Boston City Councilor Tania Fernandes Anderson just started an important, if slightly uncomfortable, conversation: Can there be too much affordable housing in one Boston neighborhood? And why isn’t there more affordable housing in other neighborhoods?
It’s worth talking about. And instead of just reflexively dismissing Fernandes Anderson’s call to limit new affordable housing in her Roxbury district, other councilors and housing advocates ought to come forward with their own solutions to the concern she raised.
As the Globe reported, 54 percent of Roxbury’s housing is income restricted — which means it’s reserved for households earning below a certain income. That compares with 6 percent in whiter, more affluent neighborhoods, such as the Back Bay, the North End, and Beacon Hill.
Given those statistics, Fernandes Anderson is calling for a temporary moratorium on all new development of public parcels in Roxbury. “Instead of concentrating poverty in one area of Boston, why don’t we have all of Boston share that responsibility?” Fernandes Anderson asks.
Still, arguing that there’s too much affordable housing anywhere can be a hard sell. The national shortage of affordable housing is considered a crisis, and that’s certainly true in Greater Boston. According to The Boston Foundation’s annual Greater Boston Housing Report Card, housing prices are up and out of reach for most people. In Cambridge, a house slated for demolition with boarded up windows and a tarp on its roof just sold for $2.3 million. Meanwhile, new housing production remains stagnant.
Boston rents are also sky-high; according to one recent report, this city has the second-highest rents in the country. In addition, according to the Boston Foundation report, about 45 percent of renters overall in Greater Boston spend more than 30 percent of their income on rent, which means they are considered “cost-burdened,” and the percentage of renters of color who fall into that category is higher — about 52 percent of Black renters and 53 percent of Latino renters. Meanwhile, housing production does not meet current needs. It lags especially in Boston’s wealthy suburbs, where there is resistance to housing in general and affordable housing in particular.
In Boston, poorer neighborhoods like Roxbury are getting a larger share of so-called income-restricted housing. On one hand, that’s good for those who need it and it can be a tool to fight displacement. But Fernandes Anderson believes that it also comes at the expense of other needs, like affordable home ownership options, commercial space, and green space. Too much of it in one neighborhood could also have the effect of lowering property values for others.
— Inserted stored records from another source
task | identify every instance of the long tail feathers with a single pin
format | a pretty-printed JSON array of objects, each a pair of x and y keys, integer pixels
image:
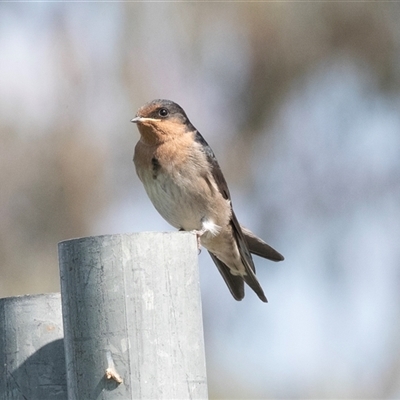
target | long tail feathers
[
  {"x": 235, "y": 283},
  {"x": 259, "y": 247}
]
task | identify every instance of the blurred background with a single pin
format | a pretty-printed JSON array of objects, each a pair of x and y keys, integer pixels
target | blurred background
[{"x": 301, "y": 104}]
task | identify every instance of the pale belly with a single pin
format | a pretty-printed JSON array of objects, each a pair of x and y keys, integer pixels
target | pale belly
[{"x": 186, "y": 203}]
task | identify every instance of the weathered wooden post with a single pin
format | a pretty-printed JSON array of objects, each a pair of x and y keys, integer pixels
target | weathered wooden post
[
  {"x": 32, "y": 362},
  {"x": 132, "y": 317}
]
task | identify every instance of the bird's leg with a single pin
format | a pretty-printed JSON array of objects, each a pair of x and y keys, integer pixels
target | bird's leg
[{"x": 198, "y": 236}]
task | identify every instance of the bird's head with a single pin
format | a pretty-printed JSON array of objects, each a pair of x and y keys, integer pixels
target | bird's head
[{"x": 161, "y": 120}]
The pressure to provide housing is real, but the disparity in the distribution of affordable housing is a legitimate concern. If the city’s poorest residents are all housed in one neighborhood, that creates a kind of economic segregation that is hard for people to break out of. This is not just a Boston problem. Federal research has shown that low-cost housing is concentrated in high-poverty areas across the country. In San Diego, a lawsuit that alleges city officials worsened generational poverty by concentrating low-income housing in one neighborhood is headed to trial. “No legitimate purpose is served by concentrating poverty in these low-income areas,” the plaintiffs say in their complaint. “Rather, keeping the low-income housing out of the non-affected communities feeds to the will of those with higher incomes and the resulting ability to influence politics through their wealth.”
Reams of research suggest that economic desegregation would be good for poor people. How to get there is far from straightforward, but it must involve both wealthy suburbs opening their doors and cities pulling back from policies that concentrate poverty. Ultimately, where affordable housing is built is a matter of planning that reveals a city and a state’s philosophy about equity, wealth, and income. A moratorium in one Boston neighborhood may be too blunt an instrument, but by proposing one Fernandes Anderson has illuminated a problem that policy makers and affordable housing advocates themselves too often ignore.